Questo comportamento è del tutto illogico se si pensa che per milioni di anni l’umanità ne ha fatto a meno, visto che si tratta di una invenzione piuttosto recente, comparsa nel mondo occidentale solo a metà dell’Ottocento grazie al newyorkese Joseph C. Gayetty.
Ciò che incuriosisce sono i possibili motivi di questa corsa alla carta igienica. Prima di tutto si tratta di un bene voluminoso, per cui i supermercati tendono a tenere scorte minime. Gli acquisti di quantità superiore rispetto alla norma hanno, quindi, svuotato in fretta le piccole scorte e generato scaffali vuoti.

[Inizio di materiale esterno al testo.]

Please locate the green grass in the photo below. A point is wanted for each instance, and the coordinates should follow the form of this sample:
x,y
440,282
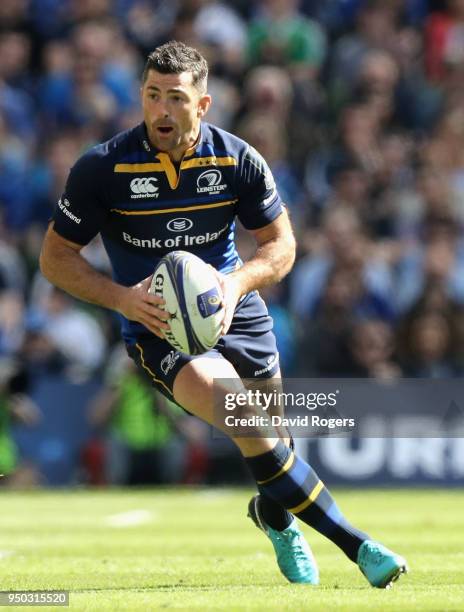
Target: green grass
x,y
197,551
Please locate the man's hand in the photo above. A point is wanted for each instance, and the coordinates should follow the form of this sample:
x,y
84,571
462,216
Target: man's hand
x,y
136,304
230,296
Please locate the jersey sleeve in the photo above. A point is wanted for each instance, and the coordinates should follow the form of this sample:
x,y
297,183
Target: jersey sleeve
x,y
80,213
259,202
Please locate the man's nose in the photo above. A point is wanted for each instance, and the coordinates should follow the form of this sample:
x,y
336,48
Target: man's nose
x,y
162,110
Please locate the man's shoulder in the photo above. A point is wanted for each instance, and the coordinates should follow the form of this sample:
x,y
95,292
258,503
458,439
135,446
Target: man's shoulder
x,y
121,147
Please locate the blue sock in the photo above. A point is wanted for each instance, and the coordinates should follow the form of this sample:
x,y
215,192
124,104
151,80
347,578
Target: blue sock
x,y
293,483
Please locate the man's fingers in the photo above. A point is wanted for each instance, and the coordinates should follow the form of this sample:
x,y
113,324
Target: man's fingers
x,y
154,299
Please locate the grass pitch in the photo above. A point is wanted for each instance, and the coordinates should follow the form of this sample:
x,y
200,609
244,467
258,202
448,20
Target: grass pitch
x,y
195,550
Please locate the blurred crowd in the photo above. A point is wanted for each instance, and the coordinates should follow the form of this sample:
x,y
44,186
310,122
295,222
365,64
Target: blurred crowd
x,y
358,107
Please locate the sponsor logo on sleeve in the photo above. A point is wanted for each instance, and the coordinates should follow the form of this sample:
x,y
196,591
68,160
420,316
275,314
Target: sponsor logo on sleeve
x,y
209,182
63,204
144,187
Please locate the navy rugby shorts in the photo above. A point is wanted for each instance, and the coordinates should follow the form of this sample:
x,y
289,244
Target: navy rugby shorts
x,y
249,345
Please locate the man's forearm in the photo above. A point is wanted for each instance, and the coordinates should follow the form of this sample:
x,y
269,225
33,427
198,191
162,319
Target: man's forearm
x,y
69,271
272,261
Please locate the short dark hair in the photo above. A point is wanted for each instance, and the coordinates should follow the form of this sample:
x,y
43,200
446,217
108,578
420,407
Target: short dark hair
x,y
175,57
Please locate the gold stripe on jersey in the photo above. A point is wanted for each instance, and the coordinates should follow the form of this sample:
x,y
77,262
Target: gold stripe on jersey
x,y
150,372
165,166
148,167
169,210
170,170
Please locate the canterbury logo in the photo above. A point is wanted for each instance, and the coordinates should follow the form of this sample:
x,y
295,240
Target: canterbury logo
x,y
209,182
144,188
179,225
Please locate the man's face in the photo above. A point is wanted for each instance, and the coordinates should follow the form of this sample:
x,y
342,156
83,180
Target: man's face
x,y
172,111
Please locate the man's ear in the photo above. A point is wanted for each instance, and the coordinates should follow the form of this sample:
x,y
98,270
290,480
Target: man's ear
x,y
203,105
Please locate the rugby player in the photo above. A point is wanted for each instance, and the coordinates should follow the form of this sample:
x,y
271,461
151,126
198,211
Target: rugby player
x,y
177,182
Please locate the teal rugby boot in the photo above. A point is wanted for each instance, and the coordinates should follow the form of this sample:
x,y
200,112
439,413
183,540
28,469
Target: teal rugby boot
x,y
294,556
379,565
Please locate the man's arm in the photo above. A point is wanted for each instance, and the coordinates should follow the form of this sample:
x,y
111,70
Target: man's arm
x,y
272,261
63,265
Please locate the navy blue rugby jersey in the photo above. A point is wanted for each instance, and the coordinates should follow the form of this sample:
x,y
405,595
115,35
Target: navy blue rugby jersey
x,y
145,206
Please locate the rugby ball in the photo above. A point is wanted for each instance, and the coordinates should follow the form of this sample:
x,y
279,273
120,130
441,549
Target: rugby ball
x,y
193,298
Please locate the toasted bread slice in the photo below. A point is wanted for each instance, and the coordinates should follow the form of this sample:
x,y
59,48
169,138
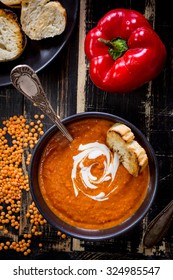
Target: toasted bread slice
x,y
120,139
11,3
12,38
45,20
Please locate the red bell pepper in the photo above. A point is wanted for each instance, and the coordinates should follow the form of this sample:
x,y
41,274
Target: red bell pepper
x,y
124,51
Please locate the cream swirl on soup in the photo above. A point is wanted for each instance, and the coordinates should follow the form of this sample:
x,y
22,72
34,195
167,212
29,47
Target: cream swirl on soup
x,y
84,164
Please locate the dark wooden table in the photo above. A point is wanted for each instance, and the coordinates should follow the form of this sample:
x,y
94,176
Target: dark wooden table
x,y
70,90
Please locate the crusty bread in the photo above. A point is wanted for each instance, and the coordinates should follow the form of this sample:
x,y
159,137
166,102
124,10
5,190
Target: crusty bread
x,y
42,20
11,2
12,38
120,139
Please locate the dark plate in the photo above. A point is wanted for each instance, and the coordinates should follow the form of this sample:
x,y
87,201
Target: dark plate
x,y
79,233
38,54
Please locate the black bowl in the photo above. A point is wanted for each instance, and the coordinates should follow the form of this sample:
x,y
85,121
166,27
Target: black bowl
x,y
84,233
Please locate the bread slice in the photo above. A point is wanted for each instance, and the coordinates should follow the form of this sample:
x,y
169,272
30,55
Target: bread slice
x,y
12,38
11,3
43,20
121,139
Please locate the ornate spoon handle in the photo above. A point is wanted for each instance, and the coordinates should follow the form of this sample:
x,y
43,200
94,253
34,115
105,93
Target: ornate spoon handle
x,y
159,226
27,82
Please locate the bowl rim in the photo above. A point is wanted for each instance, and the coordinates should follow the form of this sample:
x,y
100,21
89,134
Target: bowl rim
x,y
87,234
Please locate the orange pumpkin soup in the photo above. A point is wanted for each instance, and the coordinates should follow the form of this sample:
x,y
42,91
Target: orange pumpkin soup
x,y
84,183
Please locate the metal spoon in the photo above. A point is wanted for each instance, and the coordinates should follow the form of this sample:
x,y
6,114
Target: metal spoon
x,y
158,226
27,82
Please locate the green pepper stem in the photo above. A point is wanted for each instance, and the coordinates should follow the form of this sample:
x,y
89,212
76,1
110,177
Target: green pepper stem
x,y
117,46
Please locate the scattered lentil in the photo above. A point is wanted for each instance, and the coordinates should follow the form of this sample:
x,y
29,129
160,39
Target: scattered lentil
x,y
17,139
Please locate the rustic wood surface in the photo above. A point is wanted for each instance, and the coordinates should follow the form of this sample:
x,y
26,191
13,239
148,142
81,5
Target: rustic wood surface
x,y
69,89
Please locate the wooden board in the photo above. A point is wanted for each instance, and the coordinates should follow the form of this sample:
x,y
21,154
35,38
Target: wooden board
x,y
69,88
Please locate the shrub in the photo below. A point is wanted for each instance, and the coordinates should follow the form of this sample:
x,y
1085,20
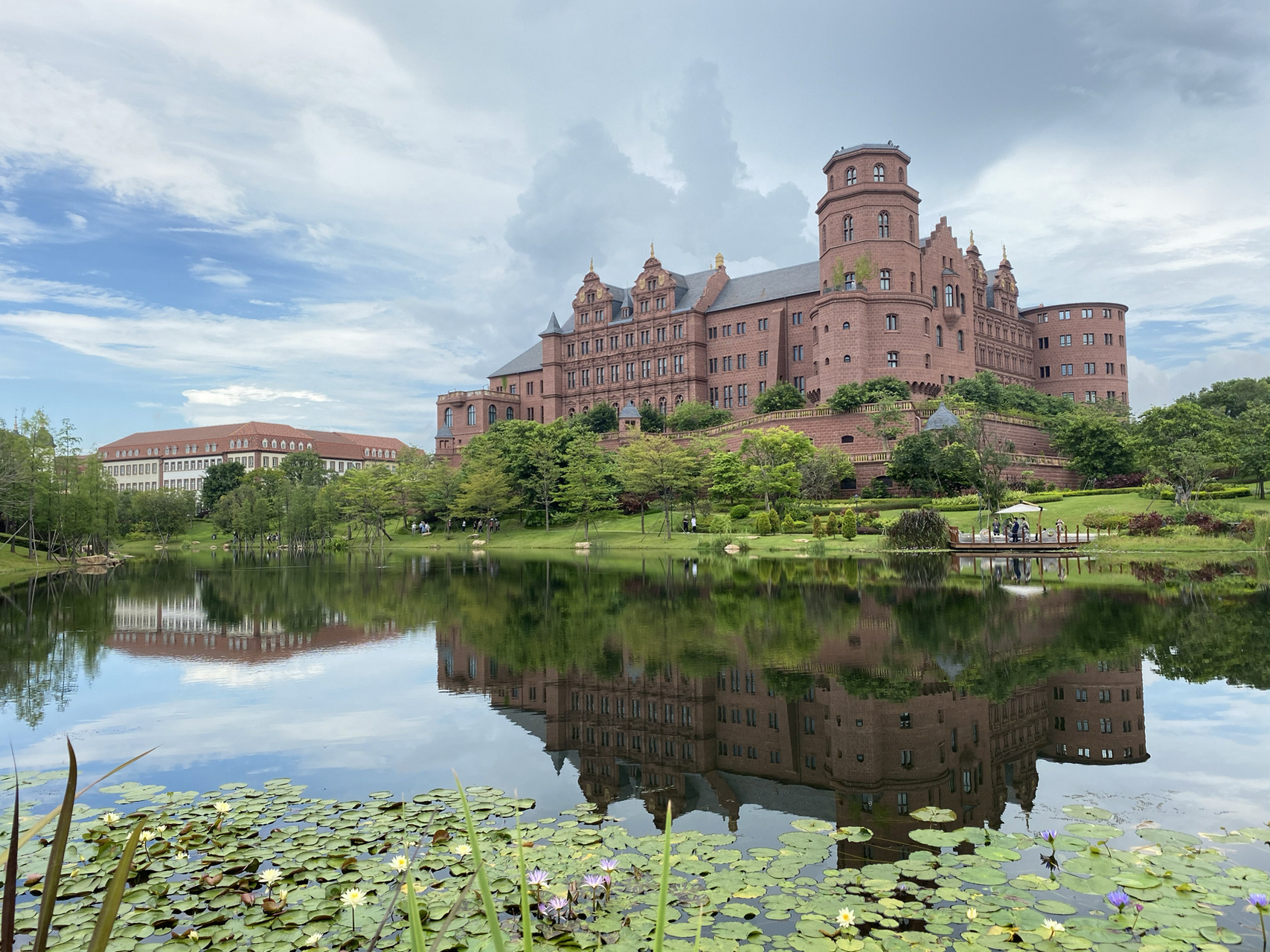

La seconda motivazione è legata alla precedente. Secondo una psicologa australiana, la carta igienica è andata presto a ruba perché nessuno riesce a immaginare di poter vivere senza e, quindi, per le nostre menti è considerato un bene di prima necessità alla pari degli alimenti. Terzo possibile motivo è che, in un periodo di panico diffuso, la vista degli scaffali mancanti di un certo prodotto genera ansia e incita all’accaparramento.
La cosa più assurda, infine, è che la patria della carta igienica è proprio la Cina, dove fu creata nel XIV secolo, proprio quella Cina da cui nel 2019 è nato il coronavirus.